Department of Psychiatry, Yuli Branch, Taipei Veterans General Hospital, Hualien County, Taiwan; Department of Long-Term Care, University of Kang Ning, Taipei City, Taiwan.
Department of Psychiatry, Mackay Medical College, New Taipei City, Taiwan; Department of Psychiatry, Mackay Memorial Hospital, Taitung Branch, Taitung County, Taiwan.
Psychiatry Res. 2019 May;275:276-282. doi: 10.1016/j.psychres.2019.03.044. Epub 2019 Mar 26.
EGR1, involved in the regulation of synaptic plasticity, learning, and memory, is considered a candidate gene for schizophrenia. We resequenced the exonic regions of EGR1 in 516 patients with schizophrenia and conducted a reporter gene assay. We found two mutations including a rare mutation (c.-8C>T, rs561524195) and one common SNP (c.308-42C>T, rs11743810). The reporter gene assay showed c.-8C>T mutant did not affect promoter activity. Gene expression analyses showed that the average EGR1 mRNA and protein levels in lymphoblastoid cell lines of schizophrenia in male, but not female, were significantly higher than those in controls. We conducted in vitro DNA methylation reaction, luciferase activity assay, and pyrosequencing to assess DNA methylation of EGR1 expression underlying the pathophysiology of schizophrenia. DNA methylation of the EGR1 promoter region attenuated reporter activity, suggesting that DNA methylation regulates EGR1 expression. There were no statistically significant differences in DNA methylation levels of 17 CpG sites at the EGR1 promoter region between 64 patients with schizophrenia compared with 64 controls.
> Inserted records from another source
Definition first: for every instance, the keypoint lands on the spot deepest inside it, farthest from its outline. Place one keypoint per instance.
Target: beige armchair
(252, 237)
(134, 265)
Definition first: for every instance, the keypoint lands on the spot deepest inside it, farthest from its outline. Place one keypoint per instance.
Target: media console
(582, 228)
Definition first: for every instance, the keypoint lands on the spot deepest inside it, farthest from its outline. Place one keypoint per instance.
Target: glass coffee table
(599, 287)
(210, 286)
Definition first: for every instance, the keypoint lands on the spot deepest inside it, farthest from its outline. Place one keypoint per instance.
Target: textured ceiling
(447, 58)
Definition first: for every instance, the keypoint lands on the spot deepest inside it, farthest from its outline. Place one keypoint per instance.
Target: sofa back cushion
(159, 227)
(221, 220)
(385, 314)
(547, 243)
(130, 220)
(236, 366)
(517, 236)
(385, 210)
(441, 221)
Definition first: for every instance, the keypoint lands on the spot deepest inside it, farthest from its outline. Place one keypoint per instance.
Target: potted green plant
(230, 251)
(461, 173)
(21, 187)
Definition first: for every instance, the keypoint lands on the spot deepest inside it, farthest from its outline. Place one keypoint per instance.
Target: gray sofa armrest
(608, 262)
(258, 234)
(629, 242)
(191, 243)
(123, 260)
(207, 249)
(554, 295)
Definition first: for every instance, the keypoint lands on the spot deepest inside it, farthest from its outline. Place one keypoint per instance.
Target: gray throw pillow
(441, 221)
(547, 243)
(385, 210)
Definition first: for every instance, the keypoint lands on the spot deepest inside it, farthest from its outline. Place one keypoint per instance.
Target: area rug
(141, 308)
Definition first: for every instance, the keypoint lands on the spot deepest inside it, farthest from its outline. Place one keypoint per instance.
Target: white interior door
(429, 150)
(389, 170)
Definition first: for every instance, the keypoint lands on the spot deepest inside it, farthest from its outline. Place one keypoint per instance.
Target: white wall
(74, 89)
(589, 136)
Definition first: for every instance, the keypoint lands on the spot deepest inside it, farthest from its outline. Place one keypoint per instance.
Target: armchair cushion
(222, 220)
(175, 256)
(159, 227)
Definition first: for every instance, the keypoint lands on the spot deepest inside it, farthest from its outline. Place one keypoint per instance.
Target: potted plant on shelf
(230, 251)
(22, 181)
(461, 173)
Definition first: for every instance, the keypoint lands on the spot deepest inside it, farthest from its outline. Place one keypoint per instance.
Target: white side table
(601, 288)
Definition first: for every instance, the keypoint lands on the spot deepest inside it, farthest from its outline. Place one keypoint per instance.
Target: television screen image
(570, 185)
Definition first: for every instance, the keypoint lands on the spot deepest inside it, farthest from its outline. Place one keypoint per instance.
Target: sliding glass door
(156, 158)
These results suggest that the exonic mutations in EGR1 and DNA methylation regulating EGR1 expression might not be associated with schizophrenia. However, the gender-specific association of elevated EGR1 expression might be involved in the pathophysiology of schizophrenia.
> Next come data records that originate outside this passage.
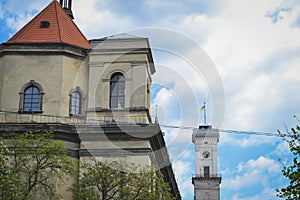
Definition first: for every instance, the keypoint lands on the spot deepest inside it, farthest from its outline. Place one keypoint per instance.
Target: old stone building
(206, 180)
(93, 94)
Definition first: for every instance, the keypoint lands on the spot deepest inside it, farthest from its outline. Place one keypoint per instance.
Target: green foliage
(120, 180)
(292, 171)
(34, 162)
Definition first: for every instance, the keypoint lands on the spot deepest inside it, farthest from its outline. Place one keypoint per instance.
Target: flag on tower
(202, 108)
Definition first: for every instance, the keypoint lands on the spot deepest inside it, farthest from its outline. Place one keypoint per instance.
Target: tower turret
(206, 181)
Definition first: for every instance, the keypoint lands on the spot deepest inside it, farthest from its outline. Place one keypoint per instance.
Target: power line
(227, 131)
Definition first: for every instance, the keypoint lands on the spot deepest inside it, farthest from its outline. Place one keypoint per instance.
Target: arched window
(31, 97)
(76, 102)
(117, 90)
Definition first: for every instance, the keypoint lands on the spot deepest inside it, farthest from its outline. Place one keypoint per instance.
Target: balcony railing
(207, 176)
(15, 117)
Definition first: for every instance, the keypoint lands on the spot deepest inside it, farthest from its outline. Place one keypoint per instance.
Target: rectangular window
(206, 172)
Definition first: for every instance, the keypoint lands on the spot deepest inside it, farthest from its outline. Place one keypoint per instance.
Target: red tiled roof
(62, 29)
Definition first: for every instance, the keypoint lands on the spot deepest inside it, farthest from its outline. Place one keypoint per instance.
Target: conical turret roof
(51, 25)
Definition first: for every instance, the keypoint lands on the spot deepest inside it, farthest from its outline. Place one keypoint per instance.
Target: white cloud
(267, 193)
(247, 142)
(96, 21)
(282, 149)
(257, 172)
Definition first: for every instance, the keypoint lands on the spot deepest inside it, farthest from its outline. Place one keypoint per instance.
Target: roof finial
(67, 5)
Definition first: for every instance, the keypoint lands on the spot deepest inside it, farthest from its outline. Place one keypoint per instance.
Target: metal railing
(207, 176)
(15, 117)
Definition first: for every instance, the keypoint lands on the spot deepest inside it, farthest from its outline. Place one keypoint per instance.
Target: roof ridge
(25, 28)
(58, 24)
(61, 28)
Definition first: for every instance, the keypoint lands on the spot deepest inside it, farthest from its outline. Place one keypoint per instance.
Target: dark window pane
(76, 103)
(32, 99)
(117, 91)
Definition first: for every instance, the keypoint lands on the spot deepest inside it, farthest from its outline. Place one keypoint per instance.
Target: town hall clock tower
(206, 180)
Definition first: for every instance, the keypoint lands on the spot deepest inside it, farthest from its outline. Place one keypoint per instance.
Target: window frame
(23, 98)
(81, 102)
(117, 91)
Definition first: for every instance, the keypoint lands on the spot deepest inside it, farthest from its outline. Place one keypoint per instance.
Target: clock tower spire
(206, 181)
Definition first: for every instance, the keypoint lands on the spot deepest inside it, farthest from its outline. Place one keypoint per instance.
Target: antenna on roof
(67, 5)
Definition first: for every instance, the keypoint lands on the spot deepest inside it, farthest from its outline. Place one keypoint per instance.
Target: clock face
(206, 154)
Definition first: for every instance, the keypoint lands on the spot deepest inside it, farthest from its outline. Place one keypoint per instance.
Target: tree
(120, 180)
(34, 161)
(292, 171)
(7, 181)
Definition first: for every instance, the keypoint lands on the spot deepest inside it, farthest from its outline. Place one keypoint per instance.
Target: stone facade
(206, 180)
(92, 127)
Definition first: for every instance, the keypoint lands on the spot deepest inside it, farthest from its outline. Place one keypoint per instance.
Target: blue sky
(242, 57)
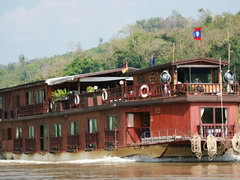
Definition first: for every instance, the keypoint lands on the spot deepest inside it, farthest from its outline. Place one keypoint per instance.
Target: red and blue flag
(197, 33)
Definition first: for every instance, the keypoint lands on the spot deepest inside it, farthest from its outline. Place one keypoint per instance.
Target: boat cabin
(111, 109)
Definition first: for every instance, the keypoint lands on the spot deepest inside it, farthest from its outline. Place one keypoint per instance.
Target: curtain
(72, 129)
(59, 130)
(225, 110)
(110, 123)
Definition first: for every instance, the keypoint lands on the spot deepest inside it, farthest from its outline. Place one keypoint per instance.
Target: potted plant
(60, 94)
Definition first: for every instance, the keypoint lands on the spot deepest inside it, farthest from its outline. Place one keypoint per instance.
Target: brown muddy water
(116, 168)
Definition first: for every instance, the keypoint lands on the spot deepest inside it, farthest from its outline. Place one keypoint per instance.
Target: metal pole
(221, 95)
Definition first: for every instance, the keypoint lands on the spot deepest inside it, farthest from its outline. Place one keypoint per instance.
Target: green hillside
(136, 43)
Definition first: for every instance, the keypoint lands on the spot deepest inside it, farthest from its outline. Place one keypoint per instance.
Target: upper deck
(198, 79)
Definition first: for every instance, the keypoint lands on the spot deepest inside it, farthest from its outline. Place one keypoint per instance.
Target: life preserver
(77, 100)
(104, 95)
(144, 93)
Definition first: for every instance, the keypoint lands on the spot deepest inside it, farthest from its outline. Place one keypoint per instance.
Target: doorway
(138, 126)
(43, 138)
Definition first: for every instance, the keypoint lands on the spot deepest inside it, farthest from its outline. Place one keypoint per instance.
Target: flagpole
(229, 50)
(173, 52)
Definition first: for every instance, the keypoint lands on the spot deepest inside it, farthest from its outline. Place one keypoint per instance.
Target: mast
(173, 52)
(221, 95)
(229, 50)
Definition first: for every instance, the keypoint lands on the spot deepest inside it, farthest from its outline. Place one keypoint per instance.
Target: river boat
(178, 109)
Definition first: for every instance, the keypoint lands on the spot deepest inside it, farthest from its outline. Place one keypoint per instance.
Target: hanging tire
(144, 91)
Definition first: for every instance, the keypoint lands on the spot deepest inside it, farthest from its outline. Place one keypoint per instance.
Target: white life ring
(104, 95)
(142, 93)
(77, 100)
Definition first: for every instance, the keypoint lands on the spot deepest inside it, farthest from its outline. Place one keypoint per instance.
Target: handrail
(218, 130)
(129, 93)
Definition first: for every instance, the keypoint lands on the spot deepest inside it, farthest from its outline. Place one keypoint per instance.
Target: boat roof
(115, 74)
(204, 61)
EGR1 参与调节突触可塑性、学习和记忆,被认为是精神分裂症的候选基因。我们对 516 名精神分裂症患者的 EGR1 外显子区域进行了重测序,并进行了报告基因检测。我们发现了两种突变,包括一种罕见突变(c.-8C>T,rs561524195)和一种常见 SNP(c.308-42C>T,rs11743810)。报告基因检测表明 c.-8C>T 突变不影响启动子活性。基因表达分析表明,男性而非女性精神分裂症淋巴母细胞系的 EGR1 mRNA 和蛋白水平平均显著高于对照组。我们进行了体外 DNA 甲基化反应、荧光素酶活性测定和焦磷酸测序,以评估 EGR1 表达的 DNA 甲基化在精神分裂症发病机制中的作用。EGR1 启动子区域的 DNA 甲基化减弱了报告基因的活性,表明 DNA 甲基化调节 EGR1 表达。在 64 名精神分裂症患者和 64 名对照者的 EGR1 启动子区域的 17 个 CpG 位点的 DNA 甲基化水平没有统计学上的显著差异。这些结果表明,EGR1 的外显子突变和调节 EGR1 表达的 DNA 甲基化可能与精神分裂症无关。然而,EGR1 表达升高的性别特异性关联可能与精神分裂症的发病机制有关。